ザルチムとウォンレイによって分断されたガッシュたち.アリシエたちを肝臓に置き去りにして,ガッシュ・ウマゴン・モモンの3組は血管通路よりファウードを魔界に帰すための手掛かりがある部屋を目指す.けれど,魔物の気配に敏感なモモンは弱虫の嘘つきで,手掛かりとなる大きな魔物の気配から逃げようとするばかり.そんなモモンを涙ながらに叱る,パートナーのエル.散々逃げてきたモモンが役に立てるのは今しかない,勇気を出すのだと説得する.

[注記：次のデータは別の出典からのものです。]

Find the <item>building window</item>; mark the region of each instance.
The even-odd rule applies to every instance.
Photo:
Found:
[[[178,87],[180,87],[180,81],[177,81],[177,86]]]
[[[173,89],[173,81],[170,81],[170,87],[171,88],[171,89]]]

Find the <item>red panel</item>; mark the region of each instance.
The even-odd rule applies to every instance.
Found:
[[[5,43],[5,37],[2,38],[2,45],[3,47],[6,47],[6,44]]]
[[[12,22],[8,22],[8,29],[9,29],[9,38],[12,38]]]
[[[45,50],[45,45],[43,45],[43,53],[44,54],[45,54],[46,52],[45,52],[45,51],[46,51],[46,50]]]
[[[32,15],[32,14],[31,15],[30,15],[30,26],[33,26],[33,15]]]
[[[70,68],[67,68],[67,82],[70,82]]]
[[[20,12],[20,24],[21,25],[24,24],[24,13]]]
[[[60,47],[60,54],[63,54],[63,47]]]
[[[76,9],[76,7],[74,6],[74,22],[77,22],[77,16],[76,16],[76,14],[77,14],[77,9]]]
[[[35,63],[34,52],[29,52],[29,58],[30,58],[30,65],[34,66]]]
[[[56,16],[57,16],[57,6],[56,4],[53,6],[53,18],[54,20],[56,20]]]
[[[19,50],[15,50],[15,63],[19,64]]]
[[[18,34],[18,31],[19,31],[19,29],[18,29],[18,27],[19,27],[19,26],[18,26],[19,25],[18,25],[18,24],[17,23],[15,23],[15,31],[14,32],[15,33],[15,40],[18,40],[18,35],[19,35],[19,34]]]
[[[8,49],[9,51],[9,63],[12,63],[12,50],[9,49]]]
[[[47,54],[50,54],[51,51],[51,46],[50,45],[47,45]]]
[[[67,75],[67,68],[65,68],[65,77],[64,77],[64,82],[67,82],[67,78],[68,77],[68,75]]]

たった3組で巨大な体内の探索を続行する「ガッシュ」.前回クライマックスのシリアスな余韻を崩さぬように,割と真面目に展開します.今年度に入ってからCMのタイミングから作画の品質まで様々なものに改良が加えられた本作ですが,キッズ向けの長期シリーズだからこそ,3話1ユニットを基本として小エピソードを完結させるという方針もその1つ.今回は新エピソードの初回ということで,原作から主に愉快な部分をさくっと削ぎ落として展開します.前回ラストの余韻をそのまま生かすにはこの構成が正解で,特に後半でのモモンの頑張りは心に染みます.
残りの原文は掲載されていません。